News surfaced the afternoon of Feb. 28 that the Obama administration planned to file an amicus brief in support of efforts to overturn Proposition 8. Within hours, a copy of the brief, which calls for the U.S. Supreme Court to strike California’s constitutional ban on same-sex marriage, appeared on the Internet.
The administration joined plaintiffs in asserting that California violated the Equal Protection Clause of the 14th Amendment when it deprived gays and lesbians of the right to marry. Most significantly to LGBT groups nationwide, the brief calls for the Court to review laws discriminating against gays and lesbians using the same heightened level of scrutiny employed in gender discrimination cases.
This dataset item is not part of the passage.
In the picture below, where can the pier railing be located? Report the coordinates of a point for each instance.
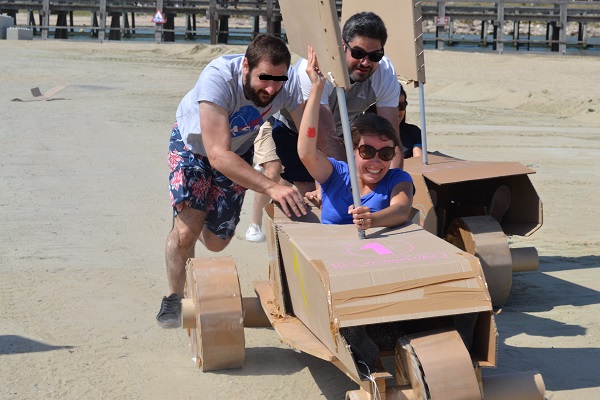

Such a standard would make it difficult for any state to distinguish between same- and opposite-sex couples in any more than a symbolic manner.
“Notwithstanding certain progress, gay and lesbian people—as Proposition 8 itself underscores—are a minority group with limited power to protect themselves from adverse outcomes in the political process,” the brief argues, citing an important factor in applying the Equal Protection Clause.
California voters passed Proposition 8 with 52 percent of the vote during the 2008 general elections that sent Obama to his first term. U.S. District Court Judge Vaughn Walker ruled the law unconstitutional in 2010, a holding that the Ninth Circuit affirmed in a limited decision early last year. Both lower courts found that Proposition 8 failed to present even a rational basis for denying same-sex couples of their previously held right to marry in California. Similarly, the Supreme Court could overturn Proposition 8 without installing a constitutional standard that effectively prohibits same-sex marriage bans nationwide.
Earlier in the week, the administration separately urged the Court to overturn provisions of the Defense of Marriage Act that deny tax and other federal benefits to same-sex spouses.